“small things
things you don’t always notice,
not always at least.
kinder surprises
in little nooks and crannies;
shrines, odes to our dwelling in the city –
pay homage to the earth we don’t see;
the dirt we walk into our homes.”

Paper Pinwheel Project is a performance installation that will culminate into an exhibition and social collective performance series at Port Tumasik between the 5th and the 26th of January 2011.* It begins at local indie arts festival, Seed Fest 2011 in November at The Arts House where Jamie will be making 289 pinwheels and then installing them at specific public sites that she decides are particularly memorable for her which will be documented and reinterpreted for the later exhibition.

Recent dialogue in preservation and heritage has dug up sites such as the Old National Library, Bukit Brown Cemetery, Old School…but where are the spaces that we really (want to) remember?

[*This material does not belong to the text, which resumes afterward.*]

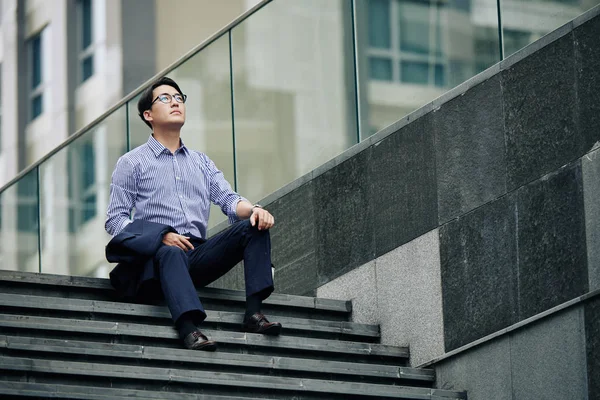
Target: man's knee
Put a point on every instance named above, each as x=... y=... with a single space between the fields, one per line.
x=165 y=252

It is in the places where we spend most of our time in that we are most attached to, where our memories are most livid and yet, places we tend to forget to remember–void decks, sidewalks, underpasses, desire paths, bus stops, heartland courtyards…Paper Pinwheel Project wants to remember, place.

Paper Pinwheel Project remembers the city in which we reside in and the spaces in which we are most likely to overlook. Forget historical landmarks or heritage listed sites, Paper Pinwheel Project asks that we pay tribute to the specific places we as individuals feel the most attached to.

The craft in making the pinwheels is mostly a vehicle. Underneath the shared physical activity is Jamie’s performance practice of conversations, intimacy and exchange. Facilitating the interaction with conversation, Jamie invites the exchange of personal stories, weaving shared and personal history into this exploration of memory and identity with a cityscape that is constantly evolving.

*Port Tumasik phase of the project did not happen due to various reasons. Logistically and financially, but also having begun on the first phase of “planting,” and having Benedict respond by visiting the sites and capturing the installations on stills – these have opened up many thoughts and reflections, and more so, a desire to think deeper into the continuity of these project. Perhaps more so, the directions in which it continues, and the necessity to factor in and incorporate greater the concepts of Time, Story and Journey, of which are actually very important aspects of this whole idea. Incubation is needed.